Brasília - Com três declarações de voto contra, a comissão especial da reforma da Previdência aprovou na manhã de ontem em votação simbólica a redação final de primeiro turno da proposta, que teve seus pontos pendentes no plenário votados na noite de anteontem. Alguns parlamentares tentaram ainda discutir o mérito da proposta antes da votação, mas foram impedidos pelo presidente da comissão, Roberto Brant (PFL-MG), que se baseou no argumento de que o que estava em voto era a redação do que foi aprovado.
Com isso, a tendência é de que a votação em segundo turno ocorra na próxima quarta-feira, isso se houver quórum mínimo para abertura de sessão (52 de 513 deputados) amanhã e na segunda.
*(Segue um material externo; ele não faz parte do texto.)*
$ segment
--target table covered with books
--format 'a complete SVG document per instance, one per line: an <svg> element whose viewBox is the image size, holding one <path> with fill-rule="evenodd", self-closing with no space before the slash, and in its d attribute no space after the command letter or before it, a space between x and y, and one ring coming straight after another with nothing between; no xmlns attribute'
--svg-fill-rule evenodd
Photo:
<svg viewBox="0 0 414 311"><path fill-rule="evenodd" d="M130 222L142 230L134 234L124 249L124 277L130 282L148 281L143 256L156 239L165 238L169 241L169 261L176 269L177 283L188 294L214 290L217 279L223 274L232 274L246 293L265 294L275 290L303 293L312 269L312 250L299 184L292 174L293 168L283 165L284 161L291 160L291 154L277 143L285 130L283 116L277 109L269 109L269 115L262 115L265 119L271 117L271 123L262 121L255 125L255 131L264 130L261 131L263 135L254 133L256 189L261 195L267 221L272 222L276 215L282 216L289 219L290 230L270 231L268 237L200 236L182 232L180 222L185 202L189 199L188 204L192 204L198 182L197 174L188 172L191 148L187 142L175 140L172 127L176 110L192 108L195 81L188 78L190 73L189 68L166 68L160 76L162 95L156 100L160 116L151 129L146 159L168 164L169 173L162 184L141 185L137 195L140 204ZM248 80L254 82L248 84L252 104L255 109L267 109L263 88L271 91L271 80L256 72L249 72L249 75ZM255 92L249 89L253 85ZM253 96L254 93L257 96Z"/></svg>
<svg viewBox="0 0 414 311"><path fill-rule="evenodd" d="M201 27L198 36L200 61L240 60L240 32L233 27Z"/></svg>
Devido ao acordo de lideranças que resultou na proposta aprovada, não haverá emendas de bancadas na votação da próxima quarta. Aprovada em 2º turno, a reforma vai para o Senado.
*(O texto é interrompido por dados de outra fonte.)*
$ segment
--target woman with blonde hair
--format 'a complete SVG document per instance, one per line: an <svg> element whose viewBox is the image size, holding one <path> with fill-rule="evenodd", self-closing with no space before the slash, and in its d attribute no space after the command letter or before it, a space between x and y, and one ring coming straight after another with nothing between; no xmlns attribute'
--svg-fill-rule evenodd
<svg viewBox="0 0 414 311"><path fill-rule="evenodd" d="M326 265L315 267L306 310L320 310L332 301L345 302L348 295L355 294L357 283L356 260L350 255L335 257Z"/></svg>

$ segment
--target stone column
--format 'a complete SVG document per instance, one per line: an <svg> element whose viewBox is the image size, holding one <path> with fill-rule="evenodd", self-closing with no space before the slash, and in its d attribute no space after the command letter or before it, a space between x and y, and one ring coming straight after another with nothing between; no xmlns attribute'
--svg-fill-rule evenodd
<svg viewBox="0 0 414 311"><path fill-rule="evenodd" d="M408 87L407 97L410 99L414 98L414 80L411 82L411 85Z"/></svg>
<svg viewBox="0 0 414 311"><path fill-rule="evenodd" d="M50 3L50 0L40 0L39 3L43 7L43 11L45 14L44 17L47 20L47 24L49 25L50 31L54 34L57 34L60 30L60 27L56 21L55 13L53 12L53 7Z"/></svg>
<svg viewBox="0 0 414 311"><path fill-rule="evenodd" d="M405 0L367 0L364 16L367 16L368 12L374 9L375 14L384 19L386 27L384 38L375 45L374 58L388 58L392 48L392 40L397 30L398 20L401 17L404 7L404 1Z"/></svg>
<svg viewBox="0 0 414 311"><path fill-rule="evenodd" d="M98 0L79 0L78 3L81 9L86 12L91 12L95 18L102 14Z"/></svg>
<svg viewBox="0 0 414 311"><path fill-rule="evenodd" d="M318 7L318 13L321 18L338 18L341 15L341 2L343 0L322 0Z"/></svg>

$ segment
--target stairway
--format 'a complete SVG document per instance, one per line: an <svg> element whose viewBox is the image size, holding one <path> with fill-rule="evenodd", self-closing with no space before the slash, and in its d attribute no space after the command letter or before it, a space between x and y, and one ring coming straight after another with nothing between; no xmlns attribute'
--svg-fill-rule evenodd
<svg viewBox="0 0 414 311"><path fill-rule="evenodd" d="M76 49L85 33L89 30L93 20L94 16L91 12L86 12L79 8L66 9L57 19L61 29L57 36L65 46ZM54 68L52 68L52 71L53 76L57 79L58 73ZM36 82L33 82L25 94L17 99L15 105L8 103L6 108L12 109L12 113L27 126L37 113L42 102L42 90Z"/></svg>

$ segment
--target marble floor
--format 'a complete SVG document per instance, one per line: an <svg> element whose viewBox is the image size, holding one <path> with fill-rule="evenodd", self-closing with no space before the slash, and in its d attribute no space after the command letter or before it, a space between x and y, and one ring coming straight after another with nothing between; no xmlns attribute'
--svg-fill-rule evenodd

Entre outros pontos, o governo aceitou mudar a regra para a redução das pensões e para a aposentadoria compulsória. As normas para futuras pensões e para a contribuição de inativos também foram amenizadas. No caso das pensões, a intenção inicial era limitá-las a até 70% do salário ou da aposentadoria do servidor. Os deputados mudaram a proposta e criaram uma faixa de isenção de R$ 2.400. Acima desse valor, haveria desconto de 50%. Mas em nova concessão o governo reduziu o desconto para 30%. (A.F.)